At a pōwhiri yesterday, weaver Manaia Carswell presented Fernridge School with a gift of two kākahu [cloaks made from flax] that held special meaning.

Carswell’s three children had attended Fernridge, and she said the kākahu commemorated her whānau’s 10 years at the school.

“They [kākahu] are something to say ‘ngā mihi’ and also something to say ‘haere rā’,” Carswell said.

The kākahu would live in the school foyer, but students would also have opportunities to wear them while performing kapa haka.

Fernridge School's kakahu

Fernridge Schools’ kakahu.

Carswell said she had not been a weaver for long but quickly became obsessed with the practice after her mother’s death prompted her to connect with her tapa Māori [Māori side].

“Weaving is hard. It is amazingly rewarding, but it is very hard. It is physical, monotonous mahi, and you have to have faith in your vision as you go through hours upon hours of prep work and weaving mahi.”

Carswell studied online through the Hetet School of Māori Art and, within three years, went from weaving a kono [small basket] to a korowai [cloak].

“You can do anything out of flax – wall hangings, art pieces. This is what I do now; this is my job.

“But it’s not the fact that you can weave anything. It’s the story you can put into it.

“It’s all about the kōrero – what it represents. That’s my favourite part of weaving.”

After Carswell’s mother died, she wove three kete [baskets] for herself and her two sisters,

“When we have these kete, we know that we can all be connected in our missing of our mum.”

She said the kākahu she wove for Fernridge had taken about 400 hours of work and were taonga tuku iho – treasures passed down from ancestors.

“Our children are also gifts passed down from our ancestors. It seemed fitting.

“When the kids wear them – or even when they see them – I want them to think of striving for excellence, being connected to our natural world, and having a sense of pride in the school.”

Principal Janine Devenport was overcome with emotion during the presentation of the gifts.

“My heart is very full and overflowing with this treasure that you have given to us,” she said.

“Matariki is a time of new beginnings and remembering our past.

“There is one star, Hiwa-i-te-rangi, which is all about hopes and dreams.
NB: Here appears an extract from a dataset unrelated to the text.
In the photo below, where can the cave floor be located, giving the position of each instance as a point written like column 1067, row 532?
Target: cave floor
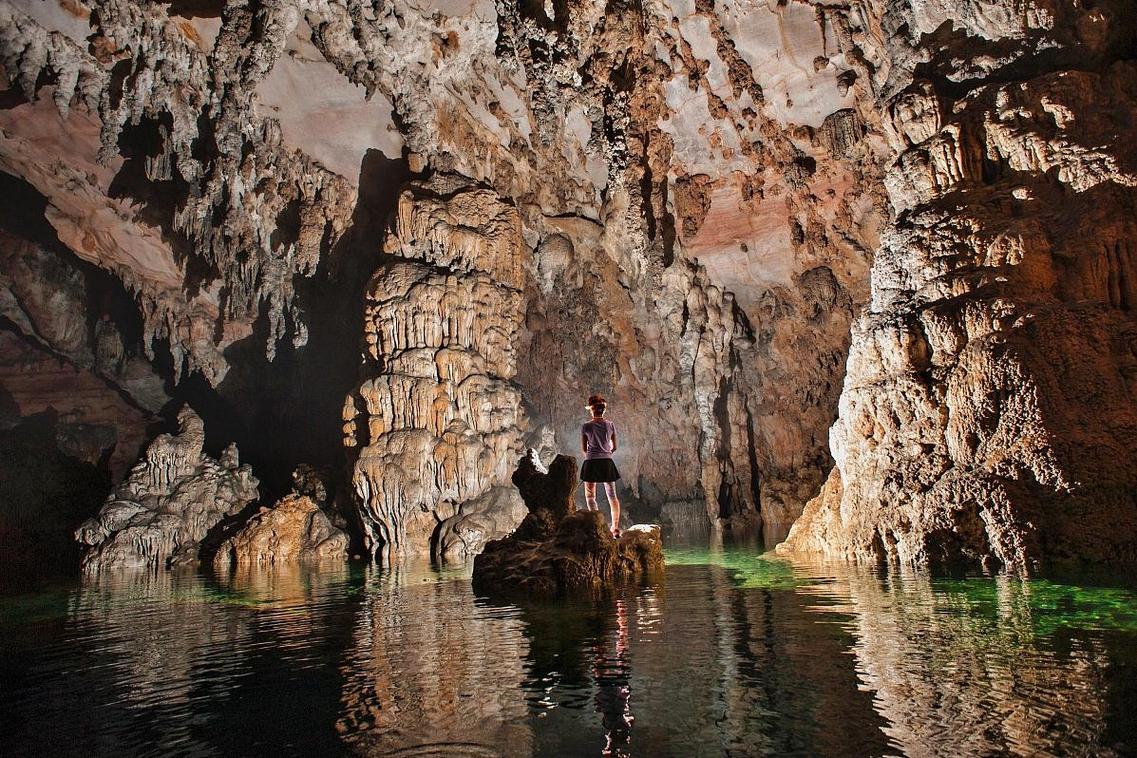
column 733, row 654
These kākahu represent the hopes and dreams that you have for our kura [school].

“We promise to honour this gift, and we will do our very best to achieve the hopes and dreams of this amazing taonga and to whakamana [enact] it as much as we possibly can.”
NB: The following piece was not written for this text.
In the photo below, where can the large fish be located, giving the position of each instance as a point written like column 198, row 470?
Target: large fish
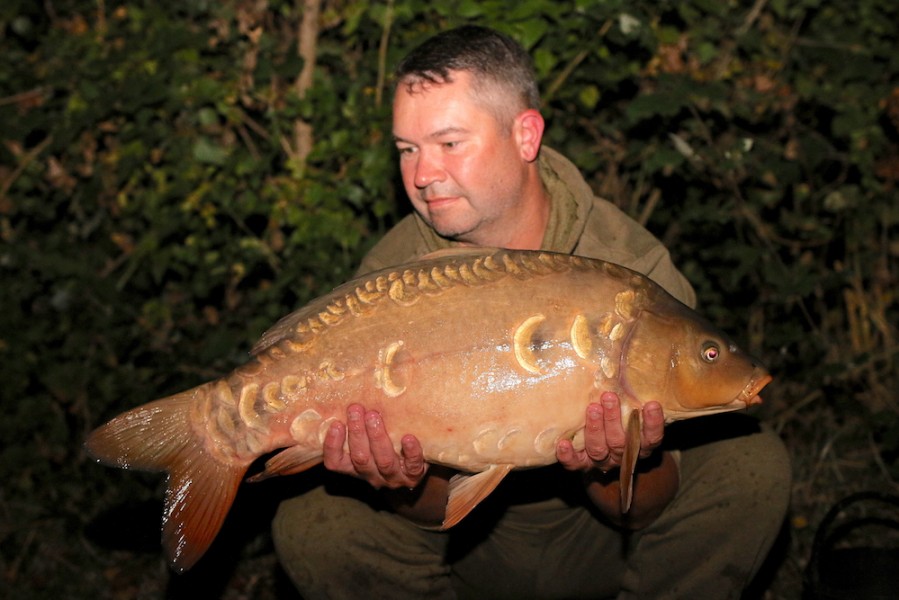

Fernridge students accept the kakahu.

The gifts came during a week devoted to learning about Matariki, leading up to New Zealand’s first-ever public holiday for the Māori New Year.

Fernridge School students and staff gathered on their field yesterday morning to stargaze before sunrise.
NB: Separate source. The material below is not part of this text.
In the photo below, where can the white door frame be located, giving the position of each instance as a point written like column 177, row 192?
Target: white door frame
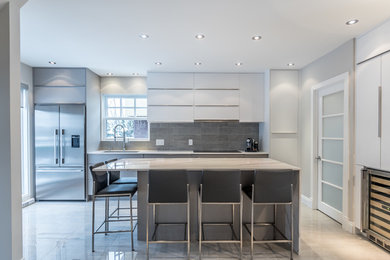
column 343, row 78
Students had painted mason jars with glow paint, which were charged with a backlight to illuminate the path to the field.

After the pōwhiri, the school enjoyed the results of a hāngī they had prepared the day before.

“We’ve spent the whole week on Matariki, learning about it, celebrating it, and all the special things it means. It’s one of those key things we should all know about.”

Devenport said Fernridge students could then bring their Matariki lessons home to their whānau and become teachers in their own right.